Considérant, les éléments de l’espèce, en particulier que le syndicat des copropriétaires ne démontre pas avoir sollicité la restitution de la cour litigieuse pendant près de 20 ans alors que le verrou était déjà existant sur la porte d’accès à l’entrée dans les lieux du défendeur, qu’il ne démontre pas que M. [Y] ait fait montre d’une quelconque résistance abusive ou injustifiée et qu’il ne justifie d’aucun préjudice, sa demande sera nécessairement rejetée.
Sur les demandes accessoires
Aux termes de l’article 696 du code de procédure civile, la partie perdante est condamnée aux dépens, à moins que le juge, par décision motivée, n’en mette la totalité ou une fraction à la charge d’une autre partie.
En application de l’article 700 du code de procédure civile, le juge condamne la partie tenue aux dépens ou la partie perdante à payer à l’autre partie la somme qu’il détermine au titre des frais exposés et non compris dans les dépens. Le juge tient compte de l’équité ou de la situation économique de la partie condamnée. Il peut, même d’office, pour des raisons tirées des mêmes considérations, dire qu’il n’y a lieu à condamnation.
Décision du 10 Mars 2026
8ème chambre 1ère section
N° RG 23/09232 – N° Portalis 352J-W-B7H-C2LG4
En application de l’article 514 du code de procédure civile, les décisions de première instance sont de droit exécutoires à titre provisoire à moins que la loi ou la décision rendue n’en dispose autrement.
Sur ce,
Partie succombante, M. [Y] sera condamné aux entiers dépens qui n’inclueront pas le coût du procès-verbal de constat du 28 novembre 2022 dressé par Maître [U], acte relevant des frais irrépétibles.
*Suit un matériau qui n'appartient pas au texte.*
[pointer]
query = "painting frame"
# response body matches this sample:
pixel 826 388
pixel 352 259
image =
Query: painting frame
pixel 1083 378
Tenu aux dépens, il sera en outre condamné à payer au syndicat des copropriétaires la somme de 3.000 euros en application de l’article 700 du code de procédure civile.
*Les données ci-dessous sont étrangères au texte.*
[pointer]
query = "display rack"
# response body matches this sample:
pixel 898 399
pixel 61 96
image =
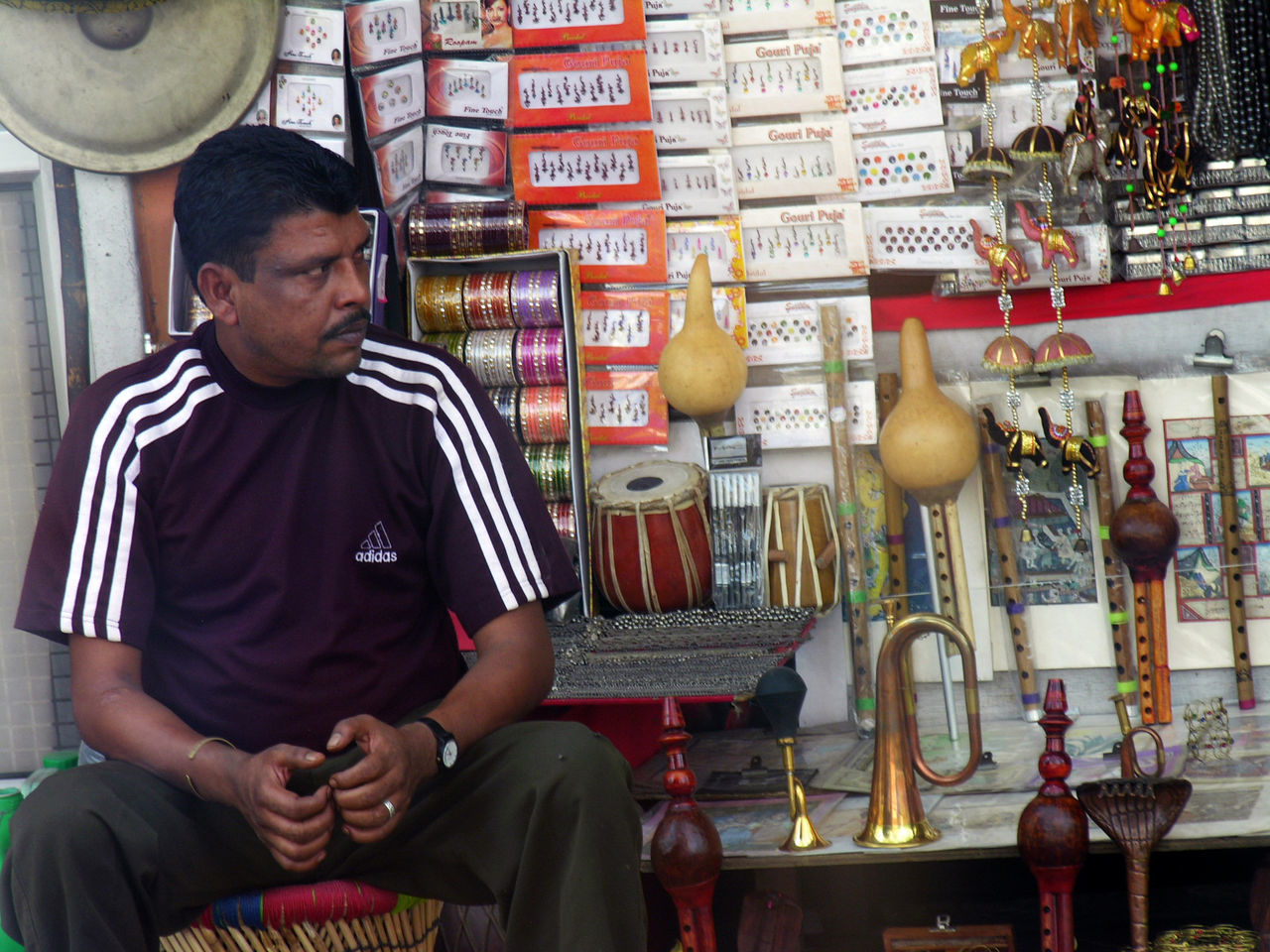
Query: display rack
pixel 564 264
Enfin, M. [Y] qui succombe, sera débouté de sa demande au titre des dépens et des frais irrépétibles.
Il n’y a pas lieu, enfin, d’écarter l’exécution provisoire de droit.
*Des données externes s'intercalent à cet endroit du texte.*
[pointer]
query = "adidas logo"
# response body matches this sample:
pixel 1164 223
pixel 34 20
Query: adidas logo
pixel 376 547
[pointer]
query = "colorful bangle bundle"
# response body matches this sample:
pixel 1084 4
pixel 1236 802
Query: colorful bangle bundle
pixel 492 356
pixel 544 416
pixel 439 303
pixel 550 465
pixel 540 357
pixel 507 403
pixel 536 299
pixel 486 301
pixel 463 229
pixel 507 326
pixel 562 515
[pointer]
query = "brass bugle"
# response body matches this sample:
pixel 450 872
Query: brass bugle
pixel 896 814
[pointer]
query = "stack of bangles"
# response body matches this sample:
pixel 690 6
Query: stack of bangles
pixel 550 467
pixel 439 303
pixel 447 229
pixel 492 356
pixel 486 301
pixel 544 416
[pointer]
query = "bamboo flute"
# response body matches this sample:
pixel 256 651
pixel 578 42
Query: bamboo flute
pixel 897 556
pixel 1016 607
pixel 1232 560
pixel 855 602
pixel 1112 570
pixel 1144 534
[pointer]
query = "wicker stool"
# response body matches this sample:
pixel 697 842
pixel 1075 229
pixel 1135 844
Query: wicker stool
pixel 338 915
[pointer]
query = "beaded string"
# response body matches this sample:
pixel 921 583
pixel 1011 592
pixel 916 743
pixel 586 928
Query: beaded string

Les parties seront déboutées de leurs autres demandes plus amples ou contraires.
PAR CES MOTIFS
LE TRIBUNAL, Statuant publiquement, par jugement contradictoire et en premier ressort, rendu par mise à disposition au greffe,
DECLARE M. [E] [Y] recevable en ses demandes ;
CONDAMNE M. [E] [Y] à procéder au retrait du verrou de la porte donnant accès à la cour commune située au rez-de-chaussée de l’immeuble sis [Adresse 4] et à restituer l’accès à la cour de l’immeuble sous astreinte de 100 euros par jour à compter d’un délai de trois mois suivant la signification du présent jugement ;
DIT que l’astreinte provisoire ci-dessus prononcée courra pendant trois mois et sera, le cas échéant, liquidée par le juge de l’exécution, conformément aux dispositions de l’article L.131-3 du code des procédures civiles d’exécution ;
DEBOUTE le syndicat des copropriétaires de l’immeuble sis [Adresse 4] de sa demande indemnitaire ;
CONDAMNE M. [E] [Y] aux entiers dépens lesquels ne comprendront pas le coût du procès-verbal de constat dressé par Maître [U] le 28 novembre 2022 ;
CONDAMNE M. [E] [Y] à payer au syndicat des copropriétaires de l’immeuble sis [Adresse 4] la somme de 3.000 euros en application de l’article 700 du code de procédure civile incluant le coût du procès-verbal de constat dressé par Maître [U] le 28 novembre 2022 ;
DEBOUTE M. [E] [Y] de sa demande au titre des dépens et des frais irrépétibles ;
RAPPELLE que l’exécution provisoire est de droit ;
DEBOUTE les parties du surplus de leurs demandes.
Fait et jugé à [Localité 1] le 10 Mars 2026.